Section Four

Quality and Equality of Learning

Overview

This section explores how technology affects the nature of the teaching and learning process in terms of two closely linked concepts, quality and equality of learning.

Quality is considered in reference to perspectives that support more holistic approaches to learning, including those developed by feminist educators, and by practitioners in adult and in distance education.

Considering the issue of equality of learning entails looking at whether particular strategies or technologies tend to favor some types of learners more than others, and whether disparities result from intrinsic characteristics of a technology, or simply from choices about specific approaches and applications. These are some of the questions addressed in this section:

  • To what extent are new learning technologies appropriate for different approaches to learning and different types of learning?

  • To what extent are new learning technologies appropriate for different kinds of learners?

  • Are there approaches to learning that are precluded by using new learning technologies?

  • Are there approaches to learning that are supported much better by new learning technologies than by previously used strategies?

  • To what extent do new learning technologies accommodate "women-friendly" approaches to learning?

Background: Perspectives on learning

Within the broad range of theories about learning, two opposing perspectives are most relevant to this discussion. Franklin describes this divergence as the difference between production models and growth models. Production models are based on discrete, controllable processes and outcomes, whereas growth models describe more spontaneous processes emerging from the dynamics of human interaction. She notes,

"If ever there was a growth process, if ever there was a holistic process, a process than cannot be divided into rigid predetermined steps, it is education."42

There are many cases in which the use of educational technologies is based on a production model of learning.43 However, the perspectives used to consider quality and equality of learning in this paper are based on growth models of learning.

These include feminist perspectives and viewpoints emerging from adult and distance education. These perspectives that support holistic approaches to learning are particularly relevant when we want to consider the extent to which new learning technologies support a full range of approaches to teaching and learning, and accommodate different types of learning and learners and differences based on context and community.

Feminist perspectives

There is a long tradition of philosophical and psychological speculation about differences between men and women's ways of perceiving and understanding the world: recent concepts are concerned more with gender-the socially framed context which shapes the different life experience of women and men-than with sex specific differences that relate to differences in physiology. The issue of what has been termed "women's ways of knowing" has been at the core of an educational discussion for the past 15 years, since the 1982 publication of Carol Gilligan's work, In A Different Voice: Psychological Theory and Women's Development. In Gilligan's terms, gender-related ways of approaching the world result from:

... the wish (of men) to be alone at the top and the consequent fear that others will get too close: the wish (of women) to be at the centre of connection and the consequent fear of being too far out on the edge. These disparate fears of being stranded and being caught give rise to different portrayals of achievement and affiliation, leading to different modes of action and different ways of assessing the consequences of choice. 44

Different ways of viewing the world affect how people learn.
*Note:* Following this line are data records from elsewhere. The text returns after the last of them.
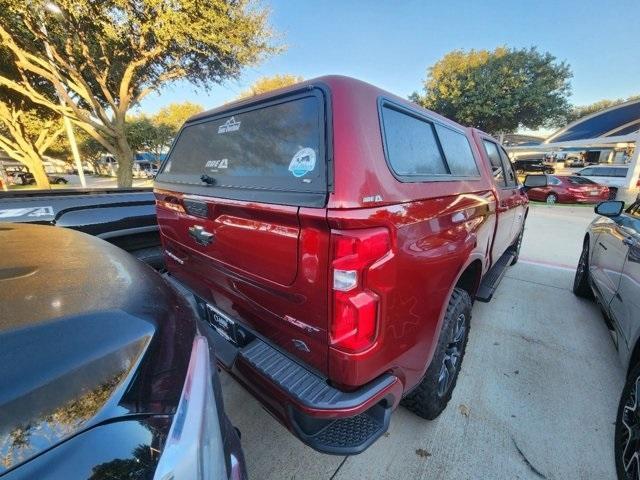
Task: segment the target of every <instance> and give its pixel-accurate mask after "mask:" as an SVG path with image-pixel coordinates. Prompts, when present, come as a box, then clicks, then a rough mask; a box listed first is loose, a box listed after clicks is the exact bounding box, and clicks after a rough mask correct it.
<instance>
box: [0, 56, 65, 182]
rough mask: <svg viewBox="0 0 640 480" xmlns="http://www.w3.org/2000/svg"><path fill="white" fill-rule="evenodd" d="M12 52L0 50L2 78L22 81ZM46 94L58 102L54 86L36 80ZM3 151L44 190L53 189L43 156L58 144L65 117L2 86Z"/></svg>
mask: <svg viewBox="0 0 640 480" xmlns="http://www.w3.org/2000/svg"><path fill="white" fill-rule="evenodd" d="M10 58H11V55H10V52H9V51H8V50H7V49H6V48H4V47H0V75H1V76H4V77H5V78H10V79H13V80H18V79H19V78H20V72H19V71H18V69H17V68H16V67H15V65H14V64H12V63H11V61H10ZM32 81H33V82H34V83H36V84H38V87H39V89H40V91H41V92H42V95H45V96H48V97H49V98H50V99H51V100H54V99H55V92H54V90H53V88H52V87H51V86H50V85H47V84H46V83H44V82H42V81H39V79H37V78H32ZM0 99H1V100H2V101H0V149H1V150H3V151H4V152H5V153H6V154H7V155H8V156H9V157H10V158H12V159H13V160H16V161H18V162H20V163H22V164H23V165H25V166H26V167H27V168H28V169H29V171H30V172H31V173H32V174H33V176H34V178H35V180H36V183H37V184H38V186H39V187H41V188H48V187H49V179H48V177H47V175H46V173H45V171H44V166H43V164H42V160H43V155H44V154H45V153H46V152H47V151H48V150H49V149H50V148H51V147H52V146H53V145H55V144H56V143H57V142H58V140H59V138H60V135H62V133H63V125H62V117H61V116H60V115H59V114H57V113H55V112H53V111H51V110H49V109H47V108H44V107H42V106H40V105H38V104H36V103H33V102H32V101H31V100H30V99H29V98H28V97H26V96H24V95H22V94H21V93H18V92H16V91H13V90H11V89H8V88H6V87H2V86H0Z"/></svg>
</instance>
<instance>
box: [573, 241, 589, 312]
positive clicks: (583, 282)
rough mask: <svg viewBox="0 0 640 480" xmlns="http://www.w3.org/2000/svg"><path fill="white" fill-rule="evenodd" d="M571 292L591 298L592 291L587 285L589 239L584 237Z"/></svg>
mask: <svg viewBox="0 0 640 480" xmlns="http://www.w3.org/2000/svg"><path fill="white" fill-rule="evenodd" d="M573 293H574V294H575V295H576V296H578V297H582V298H588V299H592V298H593V291H592V290H591V285H589V239H588V238H585V240H584V244H583V245H582V253H580V260H578V266H577V267H576V275H575V277H574V279H573Z"/></svg>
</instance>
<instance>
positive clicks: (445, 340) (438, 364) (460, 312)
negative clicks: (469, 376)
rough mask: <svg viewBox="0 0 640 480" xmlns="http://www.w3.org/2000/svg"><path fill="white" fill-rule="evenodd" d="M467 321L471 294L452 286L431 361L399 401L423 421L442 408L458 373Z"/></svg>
mask: <svg viewBox="0 0 640 480" xmlns="http://www.w3.org/2000/svg"><path fill="white" fill-rule="evenodd" d="M470 320H471V297H469V294H468V293H467V292H466V291H465V290H462V289H460V288H455V289H454V290H453V293H452V294H451V299H449V305H448V306H447V312H446V314H445V317H444V321H443V325H442V330H441V332H440V337H439V338H438V345H437V346H436V351H435V353H434V354H433V359H432V360H431V364H430V365H429V368H428V369H427V373H426V374H425V376H424V378H423V379H422V381H421V382H420V383H419V384H418V386H417V387H416V388H415V389H414V390H412V391H411V392H410V393H409V394H408V395H407V396H406V397H405V398H404V399H403V400H402V405H403V406H404V407H405V408H407V409H408V410H410V411H412V412H413V413H415V414H416V415H418V416H420V417H422V418H426V419H427V420H433V419H435V418H436V417H437V416H438V415H440V414H441V413H442V411H443V410H444V409H445V408H446V406H447V403H449V400H450V399H451V393H452V392H453V389H454V388H455V386H456V382H457V380H458V374H459V373H460V367H461V365H462V359H463V358H464V352H465V349H466V346H467V340H468V339H469V328H470ZM454 353H455V356H454ZM443 372H445V373H443ZM443 375H446V378H445V379H443V378H442V376H443Z"/></svg>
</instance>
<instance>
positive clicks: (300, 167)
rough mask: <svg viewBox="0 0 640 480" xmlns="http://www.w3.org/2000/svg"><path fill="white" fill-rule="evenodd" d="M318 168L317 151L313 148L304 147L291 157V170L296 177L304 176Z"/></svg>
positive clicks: (289, 168)
mask: <svg viewBox="0 0 640 480" xmlns="http://www.w3.org/2000/svg"><path fill="white" fill-rule="evenodd" d="M314 168H316V152H315V150H314V149H313V148H303V149H302V150H298V152H297V153H296V154H295V155H294V156H293V158H292V159H291V163H290V164H289V171H290V172H291V173H293V176H294V177H304V176H305V175H306V174H307V173H309V172H312V171H313V169H314Z"/></svg>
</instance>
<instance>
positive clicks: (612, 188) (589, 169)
mask: <svg viewBox="0 0 640 480" xmlns="http://www.w3.org/2000/svg"><path fill="white" fill-rule="evenodd" d="M628 171H629V167H628V166H627V165H594V166H592V167H586V168H583V169H582V170H578V171H577V172H576V173H574V175H580V176H581V177H585V178H588V179H589V180H592V181H594V182H596V183H599V184H600V185H606V186H607V187H609V192H610V197H611V198H612V199H614V198H616V193H617V192H618V189H619V188H622V187H623V186H624V179H625V177H626V176H627V172H628Z"/></svg>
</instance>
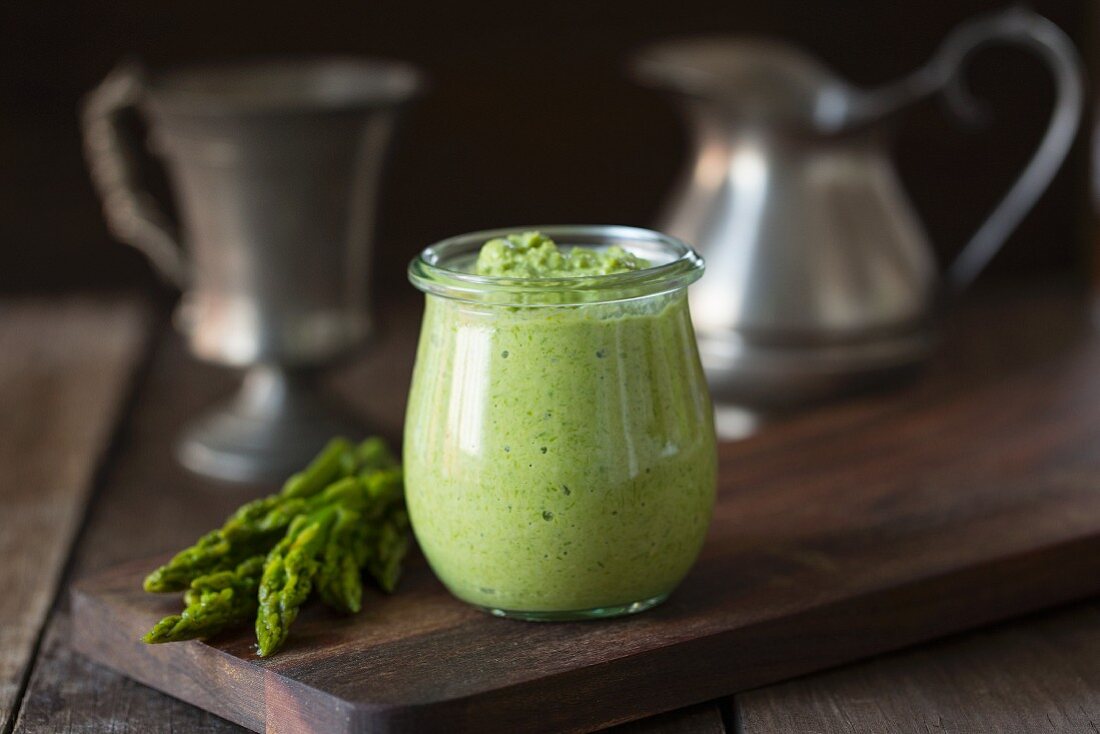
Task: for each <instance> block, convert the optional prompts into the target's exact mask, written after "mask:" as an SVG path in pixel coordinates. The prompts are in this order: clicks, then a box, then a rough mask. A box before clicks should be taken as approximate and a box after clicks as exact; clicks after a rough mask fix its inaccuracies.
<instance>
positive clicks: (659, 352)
mask: <svg viewBox="0 0 1100 734" xmlns="http://www.w3.org/2000/svg"><path fill="white" fill-rule="evenodd" d="M524 237H526V235H524ZM493 242H499V241H498V240H494V241H493ZM493 242H491V243H488V244H486V250H483V251H482V253H483V256H485V253H486V251H488V252H489V253H491V255H489V256H491V258H492V259H493V261H494V262H496V261H497V258H498V255H499V253H495V252H494V250H496V249H497V245H493V248H492V249H489V245H492V244H493ZM532 251H546V252H549V248H548V247H547V245H546V243H544V242H543V243H542V244H539V245H535V247H531V248H527V250H526V252H528V253H529V252H532ZM551 254H552V253H551ZM586 254H592V255H594V256H596V258H599V256H602V255H601V254H599V253H586ZM550 260H551V261H552V262H550V265H549V266H550V269H551V270H549V271H546V270H542V266H541V265H532V264H531V263H532V262H533V261H528V260H527V259H526V258H525V260H524V262H525V263H526V264H524V265H521V266H520V267H521V269H531V267H533V269H537V270H538V272H539V273H540V274H547V273H554V274H560V272H561V271H559V270H557V267H558V265H557V264H554V263H557V260H555V259H553V258H552V256H551V259H550ZM602 266H603V265H601V267H602ZM494 267H495V266H494ZM515 271H516V267H515V266H514V267H511V269H510V270H508V272H509V273H514V272H515ZM478 272H482V269H481V267H478ZM528 272H529V271H528ZM571 272H575V271H571ZM405 467H406V493H407V501H408V507H409V514H410V518H411V521H412V526H414V530H415V532H416V535H417V539H418V541H419V544H420V547H421V548H422V550H423V552H425V555H426V557H427V558H428V561H429V562H430V565H431V567H432V569H433V570H434V571H436V573H437V576H439V578H440V579H441V580H442V581H443V583H444V584H445V585H447V587H448V588H449V589H450V590H451V591H452V593H454V594H455V595H456V596H459V598H460V599H463V600H465V601H467V602H471V603H473V604H477V605H480V606H485V607H491V609H495V610H504V611H510V612H569V611H583V610H593V609H597V607H607V606H615V605H621V604H629V603H631V602H638V601H641V600H646V599H651V598H654V596H661V595H663V594H667V593H669V592H670V591H671V590H672V589H673V588H674V587H675V585H676V584H678V583H679V582H680V580H681V579H682V578H683V577H684V574H686V572H687V570H689V569H690V567H691V565H692V563H693V562H694V560H695V558H696V556H697V555H698V551H700V549H701V547H702V544H703V539H704V536H705V534H706V528H707V525H708V523H709V518H711V512H712V506H713V503H714V492H715V472H716V456H715V438H714V428H713V418H712V413H711V404H709V398H708V397H707V393H706V387H705V385H704V382H703V375H702V371H701V368H700V363H698V357H697V352H696V349H695V341H694V333H693V331H692V326H691V319H690V317H689V311H687V300H686V294H685V293H684V292H683V291H680V292H676V293H671V294H661V295H656V296H649V297H645V298H639V299H634V300H629V302H619V303H594V304H584V305H580V306H553V307H500V306H491V305H484V304H471V303H464V302H460V300H453V299H448V298H442V297H437V296H429V297H428V299H427V305H426V311H425V319H423V326H422V329H421V332H420V342H419V351H418V354H417V366H416V371H415V373H414V379H412V390H411V392H410V395H409V405H408V415H407V420H406V430H405Z"/></svg>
It has been suggested that the more socially-oriented framework of women's lives fosters a more cooperative approach to learning, which values discussion, shared experience, and the opportunity to relate new learning to one's own life and experience.
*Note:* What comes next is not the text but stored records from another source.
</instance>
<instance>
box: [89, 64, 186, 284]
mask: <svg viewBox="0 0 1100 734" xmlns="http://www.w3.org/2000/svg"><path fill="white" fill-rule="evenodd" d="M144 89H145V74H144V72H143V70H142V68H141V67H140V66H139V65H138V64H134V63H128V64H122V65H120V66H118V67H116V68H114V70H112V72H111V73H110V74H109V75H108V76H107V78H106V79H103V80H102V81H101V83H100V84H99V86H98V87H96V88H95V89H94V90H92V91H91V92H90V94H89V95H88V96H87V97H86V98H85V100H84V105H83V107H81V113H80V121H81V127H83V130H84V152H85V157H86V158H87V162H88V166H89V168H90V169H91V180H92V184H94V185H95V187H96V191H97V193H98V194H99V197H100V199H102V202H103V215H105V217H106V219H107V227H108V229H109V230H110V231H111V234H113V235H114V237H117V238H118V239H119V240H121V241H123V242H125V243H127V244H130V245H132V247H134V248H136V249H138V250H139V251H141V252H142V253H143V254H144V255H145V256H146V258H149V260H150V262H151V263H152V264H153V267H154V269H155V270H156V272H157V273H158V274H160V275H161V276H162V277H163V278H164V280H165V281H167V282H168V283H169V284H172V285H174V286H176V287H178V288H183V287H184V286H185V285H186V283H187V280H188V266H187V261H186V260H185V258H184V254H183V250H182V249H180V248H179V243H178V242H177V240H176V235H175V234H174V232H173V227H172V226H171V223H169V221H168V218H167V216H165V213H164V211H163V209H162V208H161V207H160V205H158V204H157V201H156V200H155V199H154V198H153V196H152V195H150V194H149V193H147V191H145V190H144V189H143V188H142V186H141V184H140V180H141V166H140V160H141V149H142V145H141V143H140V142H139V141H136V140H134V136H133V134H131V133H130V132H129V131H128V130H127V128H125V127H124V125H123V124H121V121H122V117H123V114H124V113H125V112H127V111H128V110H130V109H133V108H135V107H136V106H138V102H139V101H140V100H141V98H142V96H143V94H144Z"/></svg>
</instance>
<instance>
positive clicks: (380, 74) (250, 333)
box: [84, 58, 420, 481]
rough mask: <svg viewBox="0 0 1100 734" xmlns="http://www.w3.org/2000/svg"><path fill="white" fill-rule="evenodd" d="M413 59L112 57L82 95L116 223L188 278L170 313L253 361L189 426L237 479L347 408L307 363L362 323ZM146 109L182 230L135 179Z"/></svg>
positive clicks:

Adult and distance education perspectives

It is not only feminist approaches that value more socially-oriented learning principles. Those who work in and write about the field of adult and distance education point out the importance of egalitarian approaches to learning that respect the learners' experience and allow for integration of learning and life experience, through discussion, cooperative learning strategies and an equal emphasis on the learning process as on learning outcomes. For example, MacKeracher refers to the intrinsic drives to human action as competence, the skills, knowledge and attitudes to operate independently, and connectedness, the sense of belonging in rewarding relationships.45 Aboriginal educators assert the value of approaches that provide for continuity between learning and life, and that support social learning strategies based on community values.